Cikal bakal peristiwa mematikan ini ternyata sudah terendus tiga bulan sebelumnya. Kamis dini hari, tepatnya 10 Mei 1883, penjaga menara suar Eerste Punt yang belokasi di Tanjung Layar, Banten, merasakan getaran sekaligus menyaksikan penampakan ombak yang menggelak.

"Mula-mula getarannya kecil, lebih mirip udara yang menggeletar, serangkaian angin yang menyapu, kelebatnya atmosfer yang nyaris tak terasakan," ungkap Simon Winchester, seperti dikutip dari Krakatoa: The Day the World Exploded, August 27, 1883.

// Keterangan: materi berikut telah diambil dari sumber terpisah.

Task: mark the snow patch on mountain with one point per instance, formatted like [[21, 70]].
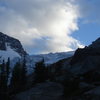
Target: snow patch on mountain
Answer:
[[4, 54], [48, 59]]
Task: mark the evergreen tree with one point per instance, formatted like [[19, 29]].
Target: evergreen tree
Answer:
[[40, 72], [3, 82], [8, 67]]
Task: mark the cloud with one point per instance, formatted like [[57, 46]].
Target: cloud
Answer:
[[41, 25]]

Selang beberapa hari, getaran lemah itu menjalar sampai ke area Selat Sunda. Bahkan, pada 20 Mei 1883, salah satu gunung api di Pulau Krakatau, Gunung Perbuwatan, memuntahkan awan dan debu setinggi 11.000 meter. Kejadian ini sebagaimana dilaporkan oleh komandan kapal perang Jerman, Kapten Hollman, yang kala itu tengah singgah di Anyer untuk mengisi persediaan logistik.

Dia menulis laporan yang berbunyi, "Kami melihat sebuah awan kumulus putih naik dengan cepat dari pulau itu. Awan itu nyaris vertikal, dan setelah sekitar setengah jam ia mencapai ketinggian sekitar 11.000 meter. Di situ ia mulai menyebar seperti sebuah payung, mungkin karena ia sudah mencapai ketinggian angin anti-pasat, sehingga tak lama kemudian hanya sebagian kecil dari langit biru itu yang tampak di cakrawala."

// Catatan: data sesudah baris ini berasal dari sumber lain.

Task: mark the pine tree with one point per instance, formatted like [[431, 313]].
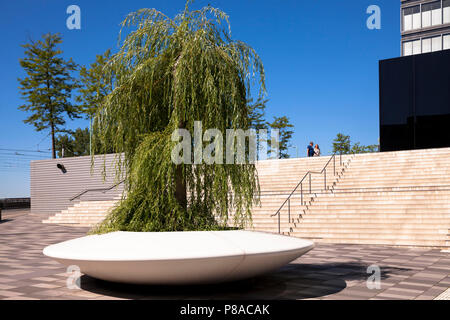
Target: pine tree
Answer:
[[74, 144], [283, 125], [47, 89], [170, 73], [96, 83]]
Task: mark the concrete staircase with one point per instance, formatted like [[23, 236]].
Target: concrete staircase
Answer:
[[393, 198], [83, 213]]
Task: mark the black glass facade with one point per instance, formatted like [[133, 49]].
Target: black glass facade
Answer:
[[415, 102]]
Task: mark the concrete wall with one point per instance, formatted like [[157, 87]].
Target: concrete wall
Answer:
[[51, 189]]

Meski sudah banyak laporan mengenai gejala alam yang tak lazim, penduduk setempat kala itu mafhum bahwa gempa dan erupsi lumrah terjadi di Hindia Belanda. Malahan, aktivitas vulkanik ini disambut dengan gembira, sebagaimana dilaporkan History. Kegembiraan yang mulanya dirayakan penduduk, niscaya berubah menjadi bencana besar.

Puluhan Jam Dikepung 'Kiamat Kecil'

Laporan demi laporan soal gejala alam yang tak lazim terus bermunculan. Sampai akhirnya, pada 26 Agustus 1883 pukul 13.06 siang, Kepala Kantor Telegraf Anyer, Schruit, mencatat bahwa terdengar gelegar ledakan yang disertai gulungan awan putih.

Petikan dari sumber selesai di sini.